Winnicott peut alors préciser la raison de cette réactualisation de l'angoisse disséquante, de cette compulsion de répétition. "… l'angoisse disséquante primitive ne peut se mettre au passé si le moi n'a pas pu d'abord la recueillir dans l'expérience temporelle de son propre présent, et sous le contrôle omnipotent actuel." 532 Cette expérience a échappé aux coordonnées du processus représentatif du fait de l'immaturité du Moi ce qui condamne le patient à: "… chercher le détail du passé qui n'a pas encore été éprouvé. Il le cherche dans le futur…" 533 Il n'est pas possible de se souvenir directement de quelque chose qui n'a pas eu lieu pour le patient, qui n'a pas été complètement éprouvé subjectivement, d'où la nécessité d'une réactualisation transférentielle, d'une mise au présent dans le cadre d'une relation psychothérapique.

Pour D.W. Winnicott, cette réactualisation d'un événement du passé non-éprouvé subjectivement est nécessaire au cours d'une psychothérapie, c'est l'équivalent de la remémoration dans la psychothérapie des névroses. Dans son texte sur "La crainte de la folie" 534 , D.W. Winnicott détermine les conditions nécessaires à l'élaboration des angoisses disséquantes. Pour que cette reviviscence de l'angoisse disséquante ait lieu dans un cadre analytique, il faut que le patient puisse organiser un "transfert délirant" (terme qu'il emprunte à M. Little), c'est-à-dire que le thérapeute supporte "… des séances entières ou même des périodes d'analyse où la logique n'est aucunement propre à décrire le transfert." 535 D.W. Winnicott nomme ce transfert délirant des "folies localisées".

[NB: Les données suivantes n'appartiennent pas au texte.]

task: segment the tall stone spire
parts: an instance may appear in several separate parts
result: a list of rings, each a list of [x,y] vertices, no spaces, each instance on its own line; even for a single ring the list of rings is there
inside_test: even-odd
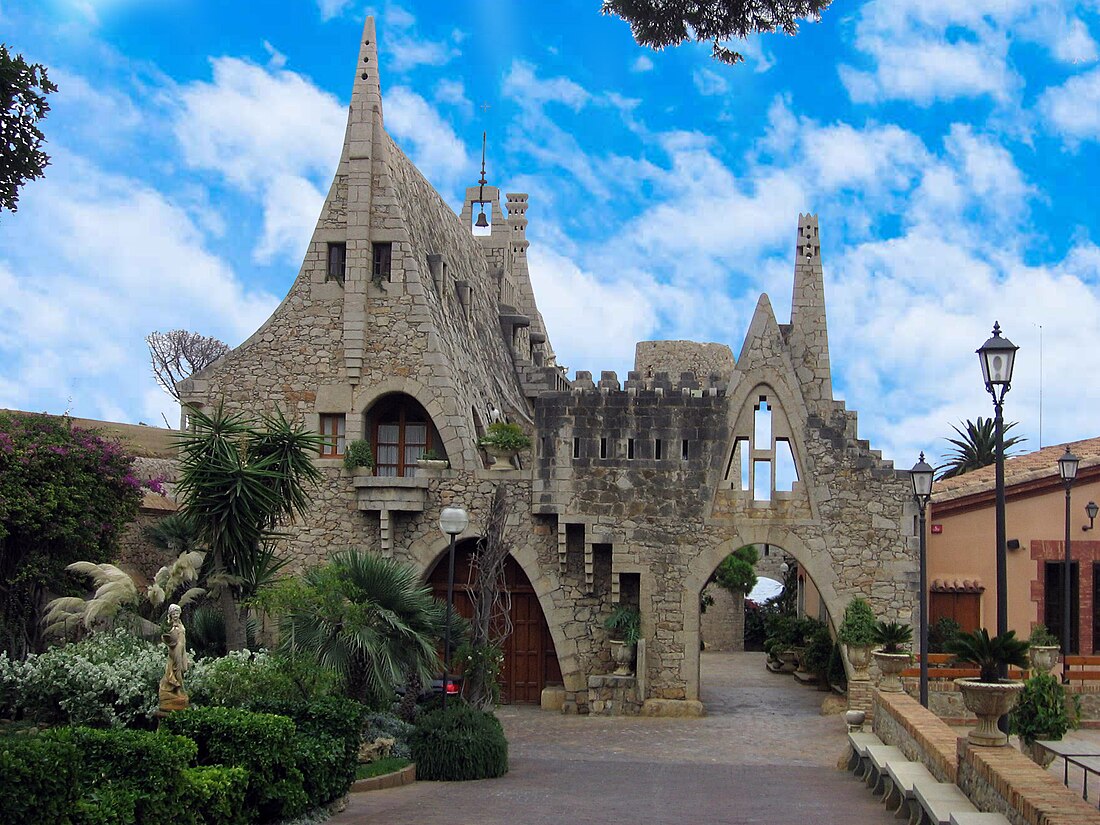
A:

En conclusion de son texte sur la crainte de l'effondrement, D.W. Winnicott étend son approche à d'autres craintes comme celle de la mort, du vide ou de la non-existence. Ces différents textes de D.W. Winnicott sont essentiellement cliniques mais leur portée métapsychologique est considérable. Le matériau psychique intolérable rejeté de la psyché, et qui ne cesse de faire retour, n'est pas considéré comme porteur d'une conflictualité majeure dans la confrontation avec la réalité extérieure, mais perçu comme n'étant pas porteur du sceau de la subjectivité, ce matériau psychique est intolérable car il n'a pas pu être éprouvé subjectivement. Dans la crainte de l'effondrement, la psychopathologie de l'auto-représentation n'occupe plus une place périphérique, comme par exemple dans l'étude du délire schreberien par S. Freud, mais une place centrale. La crainte de l'effondrement porte sur l'organisation des processus psychiques à l'origine de l'élaboration des représentations et révèle le caractère auto-figuratif des éprouvés primaires.

Notes
521.

WINNICOTT D.W., 1971, "La crainte de l'effondrement", in La crainte de l'effondrement et autres situations cliniques, Gallimard, 2000.

522.

WINNICOTT D.W., 1971, op. cit., p. 209.

523.

WINNICOTT D.W., 1971, op. cit., p. 209.

524.

WINNICOTT D.W., 1971, op. cit., p. 209.

525.

WINNICOTT D.W., 1959-1964, "Nosographie: y a-t-il une contribution de la psychanalyse à la classification psychiatrique?", in Processus de maturation chez l'enfant, Payot, 1970.

526.

WINNICOT D.W. 1959-1964, op. cit., p. 110.

527.

WINNICOT D.W. 1959-1964, op. cit., p. 112.

528.

WINNICOT D.W., 1959-1964, op. cit., p. 112.

529.

WINNICOT D.W., 1959-1964, op. cit., p. 112.

530.

WINNICOTT D.W., 1974, "La crainte de l'effondrement", in La crainte de l'effondrement et autres situations cliniques, Gallimard, 2000, p. 207.

531.

WINNICOTT D.W., 1974, op. cit., p. 207.

532.

WINNICOTT D.W., 1974, op. cit., p. 210.

533.

WINNICOTT D.W., 1974, op. cit., p. 210.

534.

WINNICOTT D.W., 1965, "La crainte de la folie", in La crainte de l'effondrement et autres situations cliniques, Gallimard, 2000.

535.

WINNICOTT D.W., 1965, op. cit., p. 226.